Car la période suivante aura donné à voir des formes diffuses de fascisme, insidieuses et tout aussi inquiétantes. Ainsi, Silvio Berlusconi aura été la figure d’un « fascisme édulcoré », selon l’expression du politiste Marc Lazar, non seulement en associant victorieusement les néofascistes de La Ligue du Nord (Lega Nord, LN) à Allez l’Italie (Forza Italia, FI) en 1994, 2001 et 2008, mais également par la promotion d’un grand récit réduisant le monde à une image, la réalité à une marchandise, les adversaires à des ennemis, les institutions à des entraves, les femmes à des objets sexuels, les lendemains qui chantent à l’enrichissement personnel. Tout un héritage capté en partie par Giorgia Meloni. À l’échelle planétaire, les autres visages ont été, bien plus encore, Jair Bolsonaro et Donald Trump. Leurs principaux points communs : le projet d’un effacement de l’altérité, la naturalisation des inégalités sociales et une dynamique faisant de la démocratie un signifiant vide.

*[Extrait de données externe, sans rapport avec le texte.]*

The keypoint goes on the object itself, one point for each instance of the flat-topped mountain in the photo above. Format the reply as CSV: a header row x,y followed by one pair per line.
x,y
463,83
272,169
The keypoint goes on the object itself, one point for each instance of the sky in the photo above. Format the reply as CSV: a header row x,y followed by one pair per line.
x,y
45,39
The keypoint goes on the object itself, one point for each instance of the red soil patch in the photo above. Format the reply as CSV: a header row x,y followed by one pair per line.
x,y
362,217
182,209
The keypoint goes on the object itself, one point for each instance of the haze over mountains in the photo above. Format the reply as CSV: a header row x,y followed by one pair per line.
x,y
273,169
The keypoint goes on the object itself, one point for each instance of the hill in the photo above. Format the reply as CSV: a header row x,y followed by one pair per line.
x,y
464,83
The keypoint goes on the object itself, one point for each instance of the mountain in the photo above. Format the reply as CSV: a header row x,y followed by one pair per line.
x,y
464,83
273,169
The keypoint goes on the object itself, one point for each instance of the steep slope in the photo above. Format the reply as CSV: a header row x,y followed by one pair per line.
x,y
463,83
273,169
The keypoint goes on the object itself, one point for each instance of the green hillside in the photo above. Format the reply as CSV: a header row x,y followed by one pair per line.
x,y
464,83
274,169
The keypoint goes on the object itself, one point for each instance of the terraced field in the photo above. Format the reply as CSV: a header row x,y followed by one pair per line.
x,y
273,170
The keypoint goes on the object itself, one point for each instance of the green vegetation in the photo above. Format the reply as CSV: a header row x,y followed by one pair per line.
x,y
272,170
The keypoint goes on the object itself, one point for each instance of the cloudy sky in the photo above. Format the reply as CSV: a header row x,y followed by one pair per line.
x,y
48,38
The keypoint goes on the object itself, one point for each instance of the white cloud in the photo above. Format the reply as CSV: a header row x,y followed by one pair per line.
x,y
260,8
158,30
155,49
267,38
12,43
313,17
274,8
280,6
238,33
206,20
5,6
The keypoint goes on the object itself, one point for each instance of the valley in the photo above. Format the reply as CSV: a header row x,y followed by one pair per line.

Le cas du Brésil montre que le principal représentant de l’extrême droite a suscité nombre de débats dans son pays et l’étonnement dans le monde par ses discours grotesques, emplis de haine contre les minorités, les femmes, les indigènes, les LGBT, ses positions anti-écologiques et sa méconnaissance profonde des sujets abordés[12]. On a défini le « bolsonarisme » comme un schéma de pouvoir soutenu par les oligarchies ultraconservatrices et la bourgeoisie qui repose sur le spectacle d’une violence symbolique et discursive séduisant le plus grand nombre, l’institutionnalisation du machisme et du racisme, l’utilisation des technologies numériques en lien avec la télévision pour agir beaucoup plus rapidement et faire des fake news un marché rentable, la désinformation contrôlant le pays, sans oublier le rôle spécifique des églises et des pasteurs néopentecôtistes.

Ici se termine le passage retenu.